What I would claim is that those smokers and those establishments are in effect pushing off the costs of their choices on to others, without the consent of those who don't smoke. In much the same way, business and industry which pollutes is putting off some of their costs of doing business onto the rest of us who have to contribute to superfunds to clean up that pollution, or who experience health side effects from it and have to pay towards those health care costs. This is NOT greater freedom, it is greater economic slavery, where we have to pay for burdens we do not choose, pleasures we do not enjoy, or profits for someone else.

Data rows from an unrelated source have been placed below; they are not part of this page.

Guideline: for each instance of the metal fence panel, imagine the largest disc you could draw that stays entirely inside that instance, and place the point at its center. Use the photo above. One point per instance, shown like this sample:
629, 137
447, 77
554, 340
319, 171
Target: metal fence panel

So, it surprised me to see in the FindLaw.com article that the Netherlands had OVERTURNED their smoking ban, to a degree. In the Netherlands, it is now possible for the operation of small establishments which permit smoking, so long as there is only one employee - the owner. It caused me to wonder if such an arrangement might be a way to successfully respect more fairly the rights of both smokers and the rest of us. I write 'the rest of us' because I'm not entirely comfortable with including children who are underage for smoking as 'nonsmokers', a category I think of as those who could smoke legally but choose not to do so. It can only apply to indoor establishments - or we end up with outdoor areas that are like being in the center of a giant ash tray, whether you smoke or do not. But I would be very much in favor of some measure that operates on the same lines as the Dutch are trying.
But I also believe that we would do well as a country to continue to reduce our smoking rates. Looking at the interactive map linked above to the slate site above, I'd love to know how Utah does it (other than all of us becoming Mormons) as they have the lowest rate of cigarette smoking in the nation. I'd love to know how it is that Minnesota had a lower rate of smoking than the five states around us. Those states with the heaviest rates of smoking, all in a strip (and lone Alaska) are going to be experiencing worse health care rates for lung cancer than the rest of us. Because whatever it is that is successful in reducing smoking - the White House could use the help. I don't see the White House becoming one of those little smoky proprieter-only Dutch locations any time soon. But not only for the nicotine addiction; we could use the resolution of competing rights to apply to other conflicts of rights as well. Where there is smoke, there is fire - or a cigarette; but maybe also optimism for new solutions.